According to the spreadsheet NOP, Duke informed SERC in 2023 that the solar and wind facilities were not compliant with FAC-008-5 (Facility ratings). Requirement R6 of the standard mandates that transmission owners and GOs must “have evidence to show that [their] facility ratings are consistent with the documentation for determining” those ratings.
A total of 12 of the documented facilities had lacked accurate facility ratings since their registrations first became effective, SERC said, ranging from July 2009 to April 2023. In eight cases, the documented rating was higher than the rating of the facility’s most limiting element; the magnitude of the difference ranged from 1.23 MVA to 17.35 MVA. The other four had ratings lower than the most limiting element.
Three more facilities had accurate ratings at the time their registrations became effective, but the facilities were rerated in February 2023 after a vendor miscalculated the capacity of the wind turbines at each site. As a consequence, the utility established new ratings that were lower than the previous ratings. These errors were corrected by June 2023.
In addition, DERS had all of its entities perform an extent of condition review, which identified inaccurate equipment ratings at seven more solar and wind facilities. These locations “documented accurate overall facility ratings but had included several inaccurate equipment ratings for individual elements in the workpapers supporting the facility ratings,” SERC said.
The RE determined that because of the length the inaccuracies persisted, FAC-008-5’s predecessors FAC-009-1 and FAC-008-3 were infringed as well. It attributed the root cause of the violations to a “programmatic failure resulting from deficient fleet-wide internal controls,” noting that DERS did not perform a secondary review to identify errors in the initial facility rating calculations and that “numerous errors in the initial … evaluation still occurred” despite the utility’s practice of capturing element ratings through nameplate photos.
SERC assessed the risk posed by the infringement as “elevated” because of the widespread nature of the issues, caused by the programmatic failure. The RE observed that running in excess of the facility rating, as occurred at three facilities, could lead to damaged equipment and outages, although this did not happen in practice. Also, SERC said the incorrect ratings could lead to system instability “because planning models and system operating limits would not accurately reflect the true limits of the facility.”

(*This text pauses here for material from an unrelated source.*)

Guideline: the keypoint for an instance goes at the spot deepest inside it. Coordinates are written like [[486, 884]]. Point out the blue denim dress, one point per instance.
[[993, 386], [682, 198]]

SERC and the other regions did not award mitigating credit for self-reporting because DERS submitted the reports after it was notified of an upcoming compliance audit.

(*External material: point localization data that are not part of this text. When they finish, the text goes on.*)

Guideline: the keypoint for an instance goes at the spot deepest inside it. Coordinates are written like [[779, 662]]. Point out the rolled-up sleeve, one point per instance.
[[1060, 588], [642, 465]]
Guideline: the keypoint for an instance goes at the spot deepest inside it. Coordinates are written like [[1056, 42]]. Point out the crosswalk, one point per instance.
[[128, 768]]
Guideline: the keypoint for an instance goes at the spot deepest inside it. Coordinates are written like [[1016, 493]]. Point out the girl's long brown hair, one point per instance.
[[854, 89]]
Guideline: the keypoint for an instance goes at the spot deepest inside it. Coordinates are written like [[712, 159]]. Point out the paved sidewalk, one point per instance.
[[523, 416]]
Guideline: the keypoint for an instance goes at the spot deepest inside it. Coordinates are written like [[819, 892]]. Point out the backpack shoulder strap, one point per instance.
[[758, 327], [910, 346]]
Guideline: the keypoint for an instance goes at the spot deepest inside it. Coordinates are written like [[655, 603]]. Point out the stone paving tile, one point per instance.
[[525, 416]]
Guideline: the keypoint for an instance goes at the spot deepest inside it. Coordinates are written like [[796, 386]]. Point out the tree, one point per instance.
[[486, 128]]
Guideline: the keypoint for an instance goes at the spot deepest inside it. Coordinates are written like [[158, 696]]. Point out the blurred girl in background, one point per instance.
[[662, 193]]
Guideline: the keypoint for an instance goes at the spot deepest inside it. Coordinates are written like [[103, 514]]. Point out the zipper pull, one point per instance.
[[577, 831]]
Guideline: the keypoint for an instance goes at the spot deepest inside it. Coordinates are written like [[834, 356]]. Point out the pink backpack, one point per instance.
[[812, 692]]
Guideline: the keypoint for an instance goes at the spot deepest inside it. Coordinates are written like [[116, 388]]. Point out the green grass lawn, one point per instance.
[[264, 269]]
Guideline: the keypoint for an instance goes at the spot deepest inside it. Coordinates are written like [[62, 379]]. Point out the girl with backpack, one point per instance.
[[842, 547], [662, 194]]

Deriva took several actions to mitigate the noncompliance in addition to updating the element and facility ratings. These include updating the NERC implementation checklist to require a walkdown to verify ratings before registration, developing a new procedure for creating and updating the facility ratings spreadsheet, training relevant staff on documentation updates and completing on-site walkdowns of all appropriate facilities to verify ratings.